Mental health counselors help patients work through personal issues like anger management, depression, suicidal thoughts, aging, parenting, self-image, relational problems, stress, or addiction. They provide psychotherapy, assessment, diagnosis, substance abuse treatment, and crisis management. These counselors may diagnose, as well as treat, mental illness. The work of the counselor is usually intended to change the way a person thinks, reasons and perceives their environment, which may then cause change in the patient’s behavior. While counseling results in positive outcomes for many individuals, it may not be the best option for others, especially young children or young adults that present maladaptive behavior who have not yet fully developed their cognitive or ‘thinking and reasoning’ abilities; or children and adults with intellectual or developmental disabilities. In some cases, behavior analysts will coordinate therapeutic services with the mental health counselor, the clinical social worker, the physician or other healthcare providers by providing behavioral data and anecdotal information about treatment protocols and outcomes. If during treatment the behavioral data indicates that an intervention is not working, modifications to the plan are made by the behavior analyst on a week-by-week basis until predetermined desired behavioral outcomes are achieved.

What Is Acceptance and Commitment Therapy?
Acceptance and commitment therapy (ACT) is a type of psychotherapy that emphasizes acceptance as a way to deal with negative thoughts, feelings, symptoms, or circumstances. It also encourages increased commitment to healthy, constructive activities that uphold your values or goals. ACT therapists operate under a theory that suggests that increasing acceptance can lead to increased psychological flexibility. This approach carries a host of benefits and can often help people to stop habitually avoiding certain thoughts or emotional experiences, which can lead to further behavioral and quality of life problems. the goal of ACT is not to reduce the frequency or severity of unpleasant internal experiences like upsetting cognitive distortions, emotions, or urges. Rather, the goal is to reduce your struggle to control or eliminate these experiences while simultaneously increasing your involvement in meaningful life activities, i.e., those activities that are consistent with your personal values.

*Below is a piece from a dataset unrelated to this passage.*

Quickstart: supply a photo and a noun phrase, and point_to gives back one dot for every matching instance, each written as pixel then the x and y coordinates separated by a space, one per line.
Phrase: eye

This process involves six components:

  • Acceptance: This means allowing your inner thoughts and feelings to occur without trying to change them or ignore them. Acceptance is an active process.
  • Cognitive defusion: Cognitive defusion is the process of separating yourself from your inner experiences. This allows you to see thoughts simply as thoughts, stripped of the importance that your mind adds to them.
  • Self as context: This involves learning to see your thoughts about yourself as separate from your actions.
  • Being present: ACT encourages you to stay mindful of your surroundings and learn to shift your attention away from internal thoughts and feelings.
  • Values: These are the areas of your life that are important enough to you to motivate action.
  • Commitment: This process involves changing your behavior based on principles covered in therapy.

During ACT, your therapist will help you learn how to apply these concepts to your life. They may teach you how to practice acceptance and cognitive defusion, or they may help you develop a different sense of yourself that’s distinct from your thoughts and feelings. Sessions can also include mindfulness exercises designed to foster nonjudgmental, healthy awareness of thoughts, feelings, sensations, and memories that you have otherwise avoided. Your therapist may also help highlight moments when your actions didn’t fit your values while helping you understand which behaviors would fit. Your therapist may assign homework to practice between sessions, such as mindfulness, cognitive, or values clarification exercises. The homework is agreed upon between you and your therapist and can be modified to make it as personal and useful as possible.